Forrest Gump à brasileira

Jornalistas, desde os tempos em que o celebrado escritor Rudyard Kipling inventou as cinco perguntas básicas do lead para conseguir extirpar as longas introduções nos textos e garantir mais objetividade nas reportagens que seu jornal na Índia (editado em inglês, for sure) publicava, sempre tiveram o tempo, a urgência dos fechamentos, como senhor supremo de seu trabalho. Mas quando um jornalista, considerado um dos melhores textos da imprensa brasileira, fica mais livre dessa pressão de prazos (em termos, claro), e coloca sua criatividade na elaboração de um romance histórico contando as venturas e desventuras de um brasileiro de Blumenau, filho de alemães, a bordo de submarinos alemães durante a Segunda Guerra, o leitor pode esperar uma boa leitura e muitos momentos de satisfação. É exatamente isso que Roberto Muylaert, hoje um verdadeiro multimídia, consegue, de forma magistral, com Alarm!, seu romance histórico.

Calçado em ampla pesquisa histórica, Muylaert coloca o “Catarina” Werner Hoodhart como personagem singular, capaz de reter a atenção do leitor, enquanto desfia suas memórias sobre os tempos da guerra.
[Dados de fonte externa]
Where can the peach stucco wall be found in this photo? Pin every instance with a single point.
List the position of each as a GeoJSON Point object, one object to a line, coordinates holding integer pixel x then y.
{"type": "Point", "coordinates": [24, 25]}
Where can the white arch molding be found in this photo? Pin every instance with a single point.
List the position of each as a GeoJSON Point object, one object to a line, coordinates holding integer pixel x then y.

As lembranças de Werner, “contadas” a Rodrigo, um escritor paulista décadas depois, envolvem desde ataques bem-sucedidos a dezenas de navios americanos em frente a Nova York, até o desembarque, totalmente insólito, na Praia Grande, no litoral paulista, em pleno 1943, com a tripulação, guiada pelo nosso herói, chegando de madrugada ao Hotel dos Alemães, que por incrível que pareça realmente existia (confira na foto da quarta capa), com o prosaico objetivo de tomar umas cachaças.
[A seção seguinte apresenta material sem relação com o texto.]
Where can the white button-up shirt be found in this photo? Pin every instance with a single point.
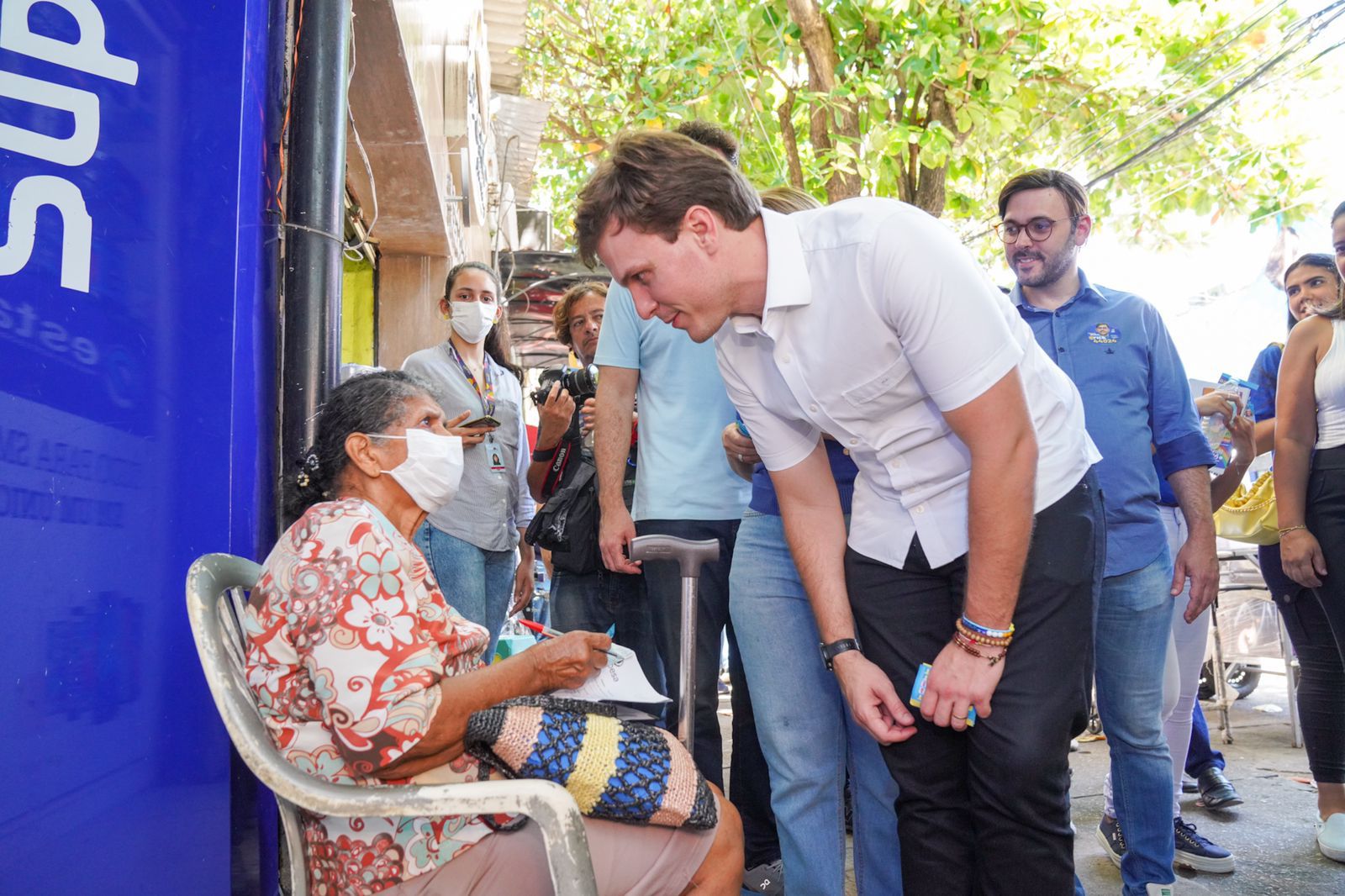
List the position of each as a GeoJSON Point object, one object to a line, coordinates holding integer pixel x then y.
{"type": "Point", "coordinates": [876, 323]}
Como uma espécie de Forrest Gump teuto-brasileiro, o jovem marinheiro Werner descreve, além das peripécias da guerra, as principais partidas da Copa de 1938, na França, que viu ao vivo acompanhado do pai Günter, mostrando seu entusiasmo pelas proezas de Leônidas da Silva. E conta ainda todo o treinamento para ser um submarinista, destacando as condições claustrofóbicas e insalubres dos U-Boot de então durante missões no alto-mar (bem diferentes dos modernos submarinos de hoje) na caça dos navios que levavam mercadorias de todo tipo para a Inglaterra até, finalmente, a “missão” nas costas brasileiras, na deserta Praia Grande no litoral paulista, onde Werner decide, em uma crise de consciência, abandonar o barco, ao saber que por ordem do almirante Doenitiz os submarinos alemães passariam também a afundar navios brasileiros. Do litoral, as aventuras do rapaz prosseguem em São Paulo, onde encontra importantes simpatizantes dos alemães e é apresentado a um garoto que gosta de ouvir suas histórias sobre a guerra. Esse garoto, em uma sacada genial de Muylaert, se transforma décadas depois no escritor Rodrigo Sessentão, espécie de alterego do nosso jornalista. Nesse périplo paulistano, em uma cidade onde se andava a pé pelos Jardins, o suboficial de submarinos conhece os carros movidos a gasogênio, fica espantado ao testemunhar o blecaute em uma cidade longe do litoral e já adaptado chega até a descer a Serra do Mar para ver a partida entre Santos e São Paulo, segundo jogo de Leônidas após ter sido comprado do Flamengo pelo São Paulo, então clube do Canindé, por 200 contos de réis, uma fortuna para a época.

Nosso Werner Gump, em um vaivém das memórias, fala da Paris ocupada pelos nazistas, de uma visita feita por Hitler à cidade conquistada, dos campos de concentração, que veio a conhecer já velho – uma maneira de expiar as culpas de um povo -, da bela espiã alemã Berta Muller, que trabalhava dentro do Palácio do Catete, e era a paixão de Lutero Vargas, filho de Getúlio, e até de seu retorno de lancha à Ilha Grande, onde acaba testemunhando o afundamento do U-199, o último dos submarinos que tripulou, o do desembarque da cachaça. Aliás, o desembarque na Praia Grande não rendeu ao nosso Forrest Gump apenas um porre, um belo almoço e uma deserção. Muylaert nos faz saber que Werner, ainda durante a guerra, regressa para Blumenau acompanhado da moça por quem teve uma paixão fulminante.

Na verdade, um dos maiores méritos de Muylaert é conseguir, durante todo o tempo, manter a atenção do leitor com as peripécias vividas pelo herói improvável, mesclando fatos e experiências verídicas com a ficção, sempre com um texto impecável. Mas talvez o momento mais criativo do autor seja o capítulo no qual Werner deixa suas memórias fluírem. O capítulo causaria inveja a Thomas Mann e James Joyce, especialistas em parágrafos gigantescos que desafiam o leitor. Muylaert ousa e nos oferece 20 páginas com apenas um único parágrafo angustiante e desafiador. E fica uma sugestão: a leitura deve ser feita sem pausas, como se o fluxo de pensamento do então respeitável senhor de 79 fosse o do leitor. Vale a pena tentar.